Even more, this serves to illustration Joan’s evolution throughout the show. In the beginning, Joan is the perfect office manager, giving “her” girls the advice and “on-the-job mentoring” that they won’t get out of any employment manual or their mothers. But she assumes (mostly correctly) that the secretaries want the same things out of life and work that she wants, to wit, a good time, a husband, and a house in the suburbs, all in the appropriate order without any hiccups. This is why she is so perplexed that Peggy is doing nothing to attract a man and is willing to work evenings for free as a junior copywriter. However, her perspective changes when she is given the “extra” job of reading scripts for Harry Crane. She suddenly discovers that she can do more than boss around younger women (who also mock her age) and be admired for her figure. When that job is taken away from her, and given to some boob who clearly doesn’t know or care about making the kind of connections between drama and marketing that are natural to her. Ever since then, she has demonstrated subtle balking at her position, exacerbated by her disintegrating marriage. Joan might chastise one of her girls for making an error, but she has consistently demonstrated protectiveness and has never betrayed one for her own self-interest the way the all of the partners (save for Don) did either in action or inaction.

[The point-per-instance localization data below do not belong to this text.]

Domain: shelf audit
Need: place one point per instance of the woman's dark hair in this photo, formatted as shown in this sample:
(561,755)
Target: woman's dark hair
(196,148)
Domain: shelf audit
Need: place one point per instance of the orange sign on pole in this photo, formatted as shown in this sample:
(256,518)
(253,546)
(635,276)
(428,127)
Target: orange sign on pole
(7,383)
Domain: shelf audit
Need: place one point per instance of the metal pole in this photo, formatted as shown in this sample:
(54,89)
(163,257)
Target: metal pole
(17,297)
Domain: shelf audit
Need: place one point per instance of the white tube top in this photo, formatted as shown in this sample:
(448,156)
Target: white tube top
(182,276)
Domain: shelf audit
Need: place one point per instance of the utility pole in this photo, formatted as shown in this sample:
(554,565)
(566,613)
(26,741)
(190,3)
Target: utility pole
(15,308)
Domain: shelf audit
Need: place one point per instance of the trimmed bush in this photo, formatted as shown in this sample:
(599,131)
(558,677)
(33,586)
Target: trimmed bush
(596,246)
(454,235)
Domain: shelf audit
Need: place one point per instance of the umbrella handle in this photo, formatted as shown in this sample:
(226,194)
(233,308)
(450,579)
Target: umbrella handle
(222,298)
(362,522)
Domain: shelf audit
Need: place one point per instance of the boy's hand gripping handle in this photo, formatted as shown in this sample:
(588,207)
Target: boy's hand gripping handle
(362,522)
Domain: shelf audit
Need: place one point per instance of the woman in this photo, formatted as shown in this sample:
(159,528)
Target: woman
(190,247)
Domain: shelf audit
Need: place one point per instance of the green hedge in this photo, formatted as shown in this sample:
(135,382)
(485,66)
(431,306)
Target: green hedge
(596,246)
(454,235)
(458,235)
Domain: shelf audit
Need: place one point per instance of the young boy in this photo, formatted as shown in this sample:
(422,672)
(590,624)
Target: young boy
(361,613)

The duplicated scene was a framing device that is intended to emphasize the inner conflict that Joan has experienced. In the first scene, she seems to be assuring Don that she is not being coerced and sleeping with the sleezebag out of her own conscious self-interest. When the scene is played again and we understand that she has already done the deed, we realize that part of the reason that Joan slept with the guy was out of spite for the partners, almost as if being dared, and if Don had spoken to her before she likely would have not gone through with it. The look of barely restrained revulsion on Joan’s face when she removes her dress (facing away from Herb) is a great scene, and intercut with Don pitching Jaguar (which is supposed to be describing a mistress, but is actually the tenuous success of SCDP and its relationship to its clients) is one of the best scenes since the pitch in “The Wheel”.
This is also an evolution of Draper, who had initially embraced the mistress idea, and then rejected it when Megan clearly found it revolting, only to accept it again when Ginsberg pitched it (again, as a veiled metareference to SCDP’s relationship to Jaguar). Don’s whole speach to Peggy regarding the “sex sells” approach of creative (“The people who think that think that monkeys can do this job,”) is lost when the “sex” (Jaguar) is being sold to him.
And Jaguar is going to end up being a gigantic charlie-fox for SCDP. Not only are they going to be an overbearing, demanding client to shame Lucky Strike, they’re also going to be disruptive and mercurial. Lane is right to be concerned about their affect on the business; everyone else assumes that “a car” is necessary for SCDP’s reputation regardless of the cost to the firm.
Ted Chaough already knows what happened at Honda. Although it is tempting to think of him as a second-rater, especially with his apparently one-sided competition with Draper, he’s clearly very smart and capable, and didn’t get this far riding on someone else’s coat tails. His vision for the Honda commercial was actually quite good, and his pitch to Peggy in this episode is straight Draper.
Frankly, I hope this is the last series for the show, because it has been threatening to veer off into Carnal Knowledge territory for a while now, and I really don’t want to see the show depicted in the 'Seventies.